Search code examples
t-sqldatabase-designforeign-keyssql-server-2000validation

How to manage foreign key errors from insert for the purpose of data validation (t-sql)


I am building a database in SQL Server 2000 and need to perform data validation by testing for foreign key violations. This post is related to an earlier post I made (Trigger exits on first failed insert and cant set xact_abort OFF in SQL Server 2000) which focussed on how to port from a working SQL Server 2005 implementation to a server 2000 implementation. Following the advice received on this post indicating wholesale recoding was required, i am now re-considering the design itself - hence this post. To recap on my application, my

  • I receive a daily data feed containing ~5k records into a Staging table. When this insert is done a single record is then added to a table called TRIGGER_DATA.
  • I have created a trigger ‘on insert’ on this table which then attempts to insert the data therein into a FACT_data table one record at a time.
  • The FACT_data table is foreign keyed to many DIM tables which define the acceptable inputs the field can take.
  • If any record violates a foreign key constraint the insert should fail and the record should instead be inserted into a Load_error table (which has no foreign key and all fields are Nullable).

Given the volume of records in each insert i thought it would be a bad idea to create the trigger on the Stage_data table since this would result in ~5k trigger firing in one go each day. However since i cannot set xact_abort off in a trigger under SQL Server 2000 and therefore on the first failure it aborts in the trigger i am wondering if it might be actually be a half decent solution.

Questions:

  1. The basic question i am now asking myself is what is the typical approach for doing this - it seems to me that this kind of data validation through checking for FK violations must be common and therefore a consensus best practise may have emerged (although i really cant find any for server 2000 platform!)
  2. Am i correct that the trigger on the stage_data table would be bad practise given the volume of records in each insert or is it acceptable?
  3. Is my approach of looping through each record from within the trigger and testing the insert ok?
  4. What are your thoughts on this alternative that i have just thought of. Stop using triggers altogether and, after the Stage table is loaded, update a 'stack' table with a record saying that data had been received and was ready to be validated and loaded to the FACT table (perhaps along with a priority level indicating order in which order tasks must be processed). This stack or 'job' table would then be a register of all requested inserts along with their status (created/in-progress/completed). I would then have a stored procedure continually poll this table and process the top priority record. This would mean that all stored proc calls would happen outwith the trigger.

Many thanks


Solution

  • You don't need a trigger at all. Unless there is some reason that you need split-second timing of this daily data load, just schedule a job (stored proc) that runs as often as necessary to look for data in the staging table.

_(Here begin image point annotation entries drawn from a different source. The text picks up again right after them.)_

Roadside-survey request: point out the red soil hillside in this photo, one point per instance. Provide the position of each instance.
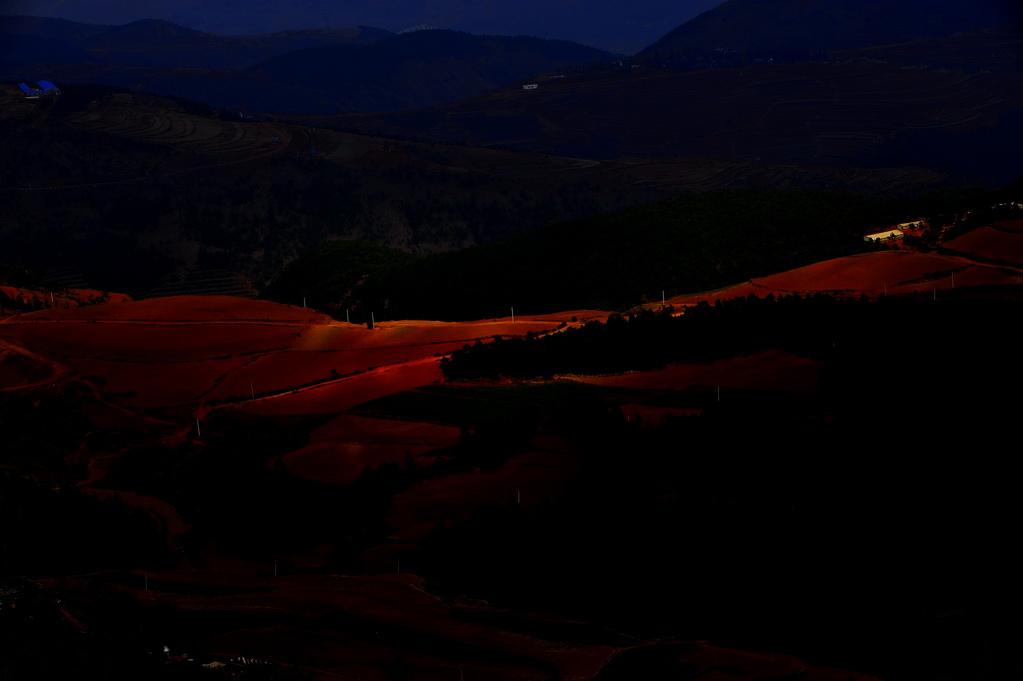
(887, 272)
(999, 242)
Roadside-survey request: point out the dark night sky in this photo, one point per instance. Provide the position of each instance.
(621, 27)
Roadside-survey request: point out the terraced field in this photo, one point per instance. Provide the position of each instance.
(159, 121)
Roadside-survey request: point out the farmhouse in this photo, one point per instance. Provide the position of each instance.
(888, 235)
(39, 89)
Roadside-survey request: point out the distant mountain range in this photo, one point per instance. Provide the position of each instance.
(444, 146)
(798, 29)
(619, 27)
(316, 71)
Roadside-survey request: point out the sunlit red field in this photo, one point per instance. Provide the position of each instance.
(886, 272)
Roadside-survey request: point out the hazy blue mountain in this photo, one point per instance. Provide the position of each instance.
(796, 28)
(156, 43)
(618, 27)
(314, 71)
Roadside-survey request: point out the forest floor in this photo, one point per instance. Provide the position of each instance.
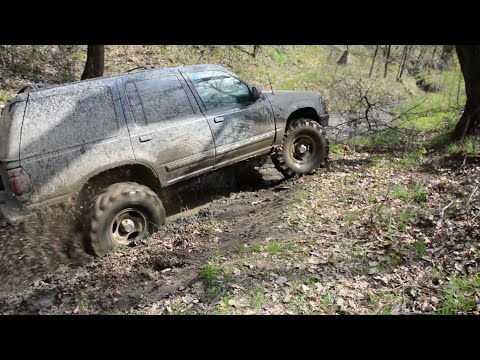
(377, 232)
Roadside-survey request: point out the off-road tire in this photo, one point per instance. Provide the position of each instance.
(284, 160)
(115, 199)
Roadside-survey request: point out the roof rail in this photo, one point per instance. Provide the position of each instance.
(144, 67)
(33, 86)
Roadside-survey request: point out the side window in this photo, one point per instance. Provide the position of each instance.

    When it finds any, process the records one at a time and load the ones that are OK and do whatever you do with the ones that have broken FKs (delete, move to a work queue, etc.).

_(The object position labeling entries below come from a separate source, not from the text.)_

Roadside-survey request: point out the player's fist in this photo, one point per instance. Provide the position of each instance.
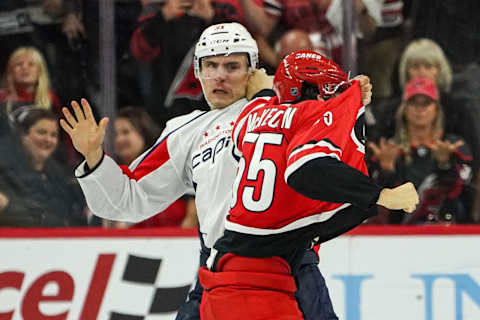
(403, 197)
(257, 81)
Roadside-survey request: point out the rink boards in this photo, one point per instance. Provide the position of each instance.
(427, 273)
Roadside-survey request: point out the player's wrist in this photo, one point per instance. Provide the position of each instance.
(94, 157)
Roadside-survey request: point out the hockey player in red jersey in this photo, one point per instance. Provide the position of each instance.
(301, 180)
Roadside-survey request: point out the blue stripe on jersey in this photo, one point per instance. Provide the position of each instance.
(165, 138)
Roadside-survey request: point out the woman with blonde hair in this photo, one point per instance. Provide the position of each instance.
(421, 151)
(425, 58)
(26, 79)
(26, 82)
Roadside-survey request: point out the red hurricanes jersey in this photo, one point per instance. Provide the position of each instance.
(273, 141)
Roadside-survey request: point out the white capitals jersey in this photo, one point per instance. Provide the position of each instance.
(192, 156)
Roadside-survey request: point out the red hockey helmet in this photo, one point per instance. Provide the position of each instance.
(307, 66)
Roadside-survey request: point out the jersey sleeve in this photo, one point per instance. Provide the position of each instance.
(149, 185)
(322, 129)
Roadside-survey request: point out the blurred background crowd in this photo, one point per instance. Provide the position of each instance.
(132, 59)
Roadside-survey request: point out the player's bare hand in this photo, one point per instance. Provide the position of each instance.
(386, 151)
(87, 136)
(403, 197)
(257, 81)
(365, 88)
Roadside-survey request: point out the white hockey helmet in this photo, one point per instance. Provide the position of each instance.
(225, 38)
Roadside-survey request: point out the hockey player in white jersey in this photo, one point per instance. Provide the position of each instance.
(192, 155)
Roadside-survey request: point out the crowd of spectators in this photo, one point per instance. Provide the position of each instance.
(423, 124)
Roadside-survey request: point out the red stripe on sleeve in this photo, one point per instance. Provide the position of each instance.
(152, 161)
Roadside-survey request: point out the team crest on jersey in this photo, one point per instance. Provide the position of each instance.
(214, 142)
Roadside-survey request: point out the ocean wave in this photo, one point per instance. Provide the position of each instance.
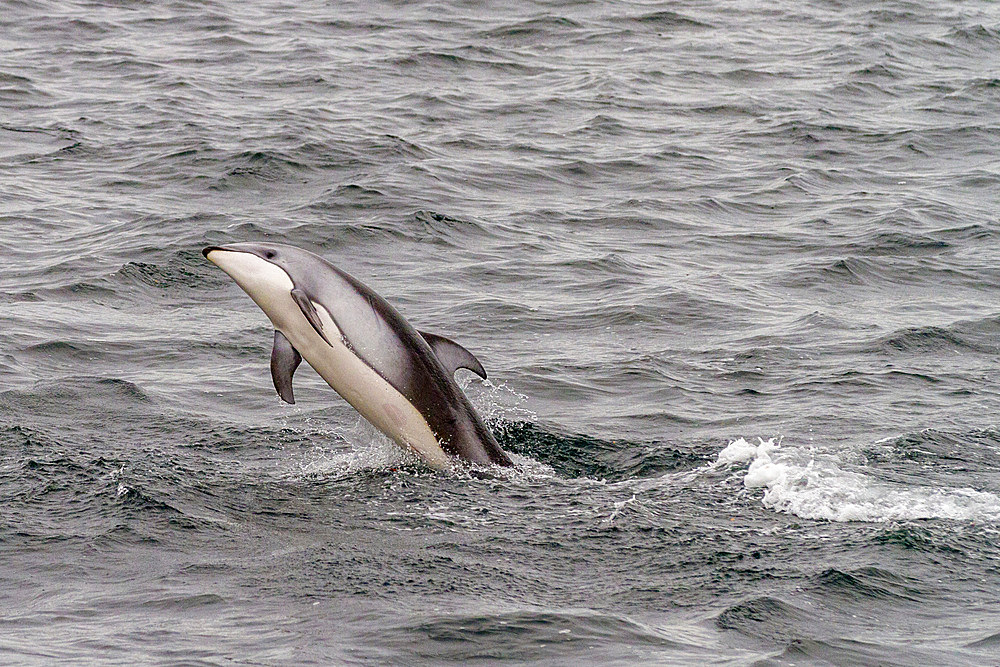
(815, 485)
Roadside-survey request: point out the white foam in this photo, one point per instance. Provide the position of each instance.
(812, 484)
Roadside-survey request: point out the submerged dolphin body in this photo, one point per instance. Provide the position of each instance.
(399, 379)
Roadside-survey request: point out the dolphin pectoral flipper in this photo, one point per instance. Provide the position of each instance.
(452, 355)
(304, 303)
(284, 360)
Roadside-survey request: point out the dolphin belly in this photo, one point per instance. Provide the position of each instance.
(357, 382)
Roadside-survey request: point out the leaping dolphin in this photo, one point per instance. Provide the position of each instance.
(399, 379)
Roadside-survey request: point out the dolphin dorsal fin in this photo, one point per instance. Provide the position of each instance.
(452, 355)
(284, 360)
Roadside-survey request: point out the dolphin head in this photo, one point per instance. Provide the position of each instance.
(260, 269)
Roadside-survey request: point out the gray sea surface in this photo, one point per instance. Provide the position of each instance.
(733, 269)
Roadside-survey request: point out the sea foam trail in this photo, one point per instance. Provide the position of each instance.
(813, 485)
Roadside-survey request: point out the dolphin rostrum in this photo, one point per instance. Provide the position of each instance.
(399, 379)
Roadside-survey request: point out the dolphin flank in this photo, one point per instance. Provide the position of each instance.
(399, 379)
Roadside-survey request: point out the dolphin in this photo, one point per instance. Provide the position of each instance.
(399, 379)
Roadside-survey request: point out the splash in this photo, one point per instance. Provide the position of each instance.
(812, 484)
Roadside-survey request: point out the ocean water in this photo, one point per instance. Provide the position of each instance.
(732, 268)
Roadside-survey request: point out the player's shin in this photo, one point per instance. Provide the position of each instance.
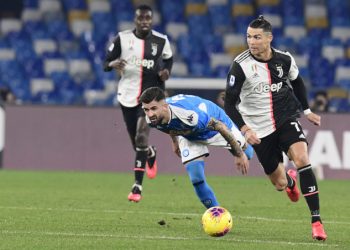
(309, 189)
(140, 163)
(195, 170)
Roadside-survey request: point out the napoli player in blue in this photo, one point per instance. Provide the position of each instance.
(194, 123)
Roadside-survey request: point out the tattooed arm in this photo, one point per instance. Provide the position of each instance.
(175, 145)
(227, 134)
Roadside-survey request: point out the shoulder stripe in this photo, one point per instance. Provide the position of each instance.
(244, 53)
(241, 59)
(284, 52)
(156, 33)
(125, 32)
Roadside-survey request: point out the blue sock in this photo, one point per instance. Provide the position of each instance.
(249, 152)
(195, 170)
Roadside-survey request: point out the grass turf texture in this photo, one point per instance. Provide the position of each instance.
(86, 210)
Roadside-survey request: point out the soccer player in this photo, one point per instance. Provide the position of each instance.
(194, 123)
(143, 58)
(267, 112)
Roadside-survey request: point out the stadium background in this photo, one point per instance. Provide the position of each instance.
(51, 53)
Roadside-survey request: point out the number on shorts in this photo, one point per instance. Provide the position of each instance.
(296, 125)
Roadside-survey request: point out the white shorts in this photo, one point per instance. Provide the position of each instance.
(191, 150)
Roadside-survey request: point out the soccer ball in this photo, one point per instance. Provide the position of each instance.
(217, 221)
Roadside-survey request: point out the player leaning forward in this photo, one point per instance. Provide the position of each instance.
(194, 123)
(267, 114)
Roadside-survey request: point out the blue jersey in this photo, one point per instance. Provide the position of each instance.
(190, 116)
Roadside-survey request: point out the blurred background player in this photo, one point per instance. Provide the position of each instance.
(267, 114)
(320, 102)
(193, 123)
(143, 58)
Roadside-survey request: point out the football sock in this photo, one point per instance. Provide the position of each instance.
(309, 189)
(151, 156)
(140, 164)
(195, 170)
(290, 181)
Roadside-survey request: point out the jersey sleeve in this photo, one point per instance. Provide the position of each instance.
(113, 53)
(293, 71)
(167, 52)
(235, 80)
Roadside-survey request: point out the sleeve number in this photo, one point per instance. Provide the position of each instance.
(296, 125)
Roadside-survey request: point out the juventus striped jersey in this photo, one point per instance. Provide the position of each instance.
(144, 57)
(258, 93)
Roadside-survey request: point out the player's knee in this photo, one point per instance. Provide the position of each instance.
(281, 184)
(301, 160)
(141, 140)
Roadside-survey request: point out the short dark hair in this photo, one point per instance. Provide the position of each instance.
(261, 23)
(144, 7)
(152, 94)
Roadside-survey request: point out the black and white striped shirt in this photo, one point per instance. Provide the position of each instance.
(258, 93)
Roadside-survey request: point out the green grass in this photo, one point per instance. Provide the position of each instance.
(85, 210)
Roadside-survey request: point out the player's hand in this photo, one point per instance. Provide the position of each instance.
(176, 149)
(118, 64)
(164, 75)
(314, 118)
(251, 137)
(242, 163)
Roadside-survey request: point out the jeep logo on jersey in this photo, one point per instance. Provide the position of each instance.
(154, 49)
(142, 62)
(280, 70)
(263, 87)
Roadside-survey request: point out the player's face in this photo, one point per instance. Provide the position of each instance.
(157, 112)
(259, 42)
(143, 21)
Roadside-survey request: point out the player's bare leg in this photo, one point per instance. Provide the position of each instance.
(141, 146)
(308, 184)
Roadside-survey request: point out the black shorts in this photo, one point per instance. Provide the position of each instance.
(131, 115)
(270, 150)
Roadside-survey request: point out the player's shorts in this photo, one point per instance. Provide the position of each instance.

    If you use a schedule frequency that is often enough that there is some risk of the next job starting while the last one is still running, then you should create a sentinel table that your stored proc can write in to say that the job is running. This could work one of two ways. Either you just have one record that says "running" or "not running" or, you could have one record per job (like a transaction log) that has a status code indicating whether the job is complete or not.